Apart from that… the story simply doesn’t work. There’s some stuff about armies. We learn some more about the monks, although their motives still aren’t clear at all. All of the supporting characters are flat and uninteresting, to the point that the story never even bothers to tell us most of their names. I think this is my biggest hurdle to enjoying the episode, actually; the very best Doctor Who always has fantastic, three-dimensional guest characters to help anchor the show. Jago & Litefoot and Counter-Measures are one thing, but the ones on offer here don’t even reach the heights of Angie and Artie. At least then the show bothered to tell us what they were called.

The Missy strand from last week has been totally abandoned for the time being. There’s a Doomsday countdown based on the real-life Doomsday Clock, although exactly why it’s mimicking that is never explained, or why it starts going backwards when the day is saved. (Surely it should just stop?) This makes so little sense, and is so dull, I find it hard to write much about it when I already covered the same ground last week. (And, it has to be said, on the basis of what we’ve seen, I really don’t think Daniel Nettheim is suited to directing this show. He just doesn’t seem to be able to realise action and big set-pieces very well.) The episode once again ends extremely abruptly, with at least one major plot-strand still hanging (Nardole is still seemingly dying on the floor of the TARDIS)… which only contributes to my ultimate feeling:

This isn’t a proper story, it is simply a procession of stuff that happens. Even if the third part of this story is great (and I’m not exactly thrilled by the prospect of spending another 50 minutes on this story arc), the three individual parts still won’t make a cohesive whole.

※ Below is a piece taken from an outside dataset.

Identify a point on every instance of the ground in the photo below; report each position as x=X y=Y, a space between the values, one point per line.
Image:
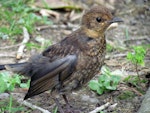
x=132 y=32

There's the occasional good idea (I quite like the 'previously on...' bit at the beginning being intercut with 'now', that's quite a clever bit of messing with the fourth wall, and when it's clear what the bloody hell the space monks are actually doing it seems to work quite well), but there's also a lot of stuff that simply doesn't work, and once again it's all being thrown together without thought as to consistency or sensibility (although not quite as rapid and unworkable a pace as things were last week, which does make the episode a little more palatable).

Also: Is anyone else really surprised that Tony Gardner hasn’t been in the show before now?

1 comment:

  1. I just don't have it in me to watch Dr Who. I lost interest at the point where some old guy offered the assistant and her friends a cheap place to live. I knew he was a bad guy. Predictably, one of them was dead before the opening credits. I then endured five minutes of the Doctor looking suspicious before losing the will to watch it any more.